Opinion polls show two-thirds of voters think Sarkozy's plan to raise the retirement age to 62 from 60 and make people work longer for a pension is unfair and support the day of protest, but two-thirds also think the strikes will make no difference.

“Everything this government does economically is perceived by public opinion as unjust and ineffective,” said Gael Sliman, director of the BVA Opinion polling institute.

The conservative government says the reform is essential to balance pension accounts by 2018, reduce the public deficit and preserve France's top-notch AAA credit rating.

The strikes are expected to force the cancellation of half of rail and underground services and short-haul Air France flights, and 25 percent of Paris flights by other carriers, as well as to close many schools. But most private sector companies will not be affected.

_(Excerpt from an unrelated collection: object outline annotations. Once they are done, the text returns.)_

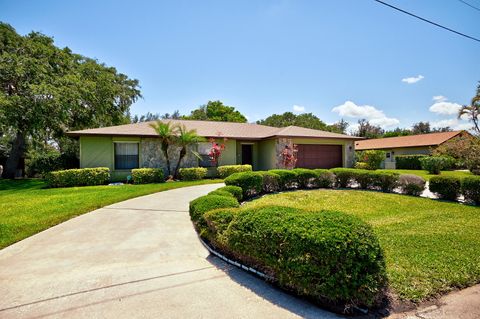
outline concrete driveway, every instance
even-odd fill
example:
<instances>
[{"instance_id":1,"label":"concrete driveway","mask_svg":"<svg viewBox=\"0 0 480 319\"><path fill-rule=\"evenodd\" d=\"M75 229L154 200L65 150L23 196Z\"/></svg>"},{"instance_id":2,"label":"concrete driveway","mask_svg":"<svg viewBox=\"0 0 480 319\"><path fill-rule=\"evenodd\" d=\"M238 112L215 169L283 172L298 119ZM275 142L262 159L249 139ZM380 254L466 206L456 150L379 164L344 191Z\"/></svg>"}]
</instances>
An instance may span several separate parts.
<instances>
[{"instance_id":1,"label":"concrete driveway","mask_svg":"<svg viewBox=\"0 0 480 319\"><path fill-rule=\"evenodd\" d=\"M0 250L0 318L338 318L209 255L188 202L220 186L117 203Z\"/></svg>"}]
</instances>

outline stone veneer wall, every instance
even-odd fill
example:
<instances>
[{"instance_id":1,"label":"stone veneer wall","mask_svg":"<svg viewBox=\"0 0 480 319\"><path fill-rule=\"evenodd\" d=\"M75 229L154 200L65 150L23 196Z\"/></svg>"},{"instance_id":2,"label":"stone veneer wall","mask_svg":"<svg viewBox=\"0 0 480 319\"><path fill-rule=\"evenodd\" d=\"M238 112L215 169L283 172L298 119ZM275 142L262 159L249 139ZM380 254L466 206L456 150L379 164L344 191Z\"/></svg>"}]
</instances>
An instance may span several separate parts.
<instances>
[{"instance_id":1,"label":"stone veneer wall","mask_svg":"<svg viewBox=\"0 0 480 319\"><path fill-rule=\"evenodd\" d=\"M196 151L197 146L192 145L188 147L187 154L180 163L180 167L196 167L198 166L198 158L192 153ZM180 155L180 147L170 146L168 149L168 155L170 158L170 171L173 173L177 166L178 156ZM167 164L165 156L163 156L161 143L156 138L144 138L140 143L140 158L142 162L141 167L148 168L163 168L165 174L167 174Z\"/></svg>"}]
</instances>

The labor unrest mirrors action in several European countries against austerity measures imposed to reduce budget deficits swollen by the 2008-9 economic crisis. Governments from Greece, Spain, Italy and Romania have faced down strikers to impose painful pay and public spending cuts.

On the eve of what may be the biggest protests since Sarkozy won office in 2007, ministers insisted the pension bill's key principles were non-negotiable but signaled concessions on secondary issues such as earlier retirement for those in physically demanding jobs or who began work at an early age.

Most major European countries have an official retirement age of 65, and some, such as Germany and Britain, plan to raise it gradually to 67 or beyond. But the real effective retirement age in France is similar to that of its neighbors, according to the Organization for Economic Cooperation and Development.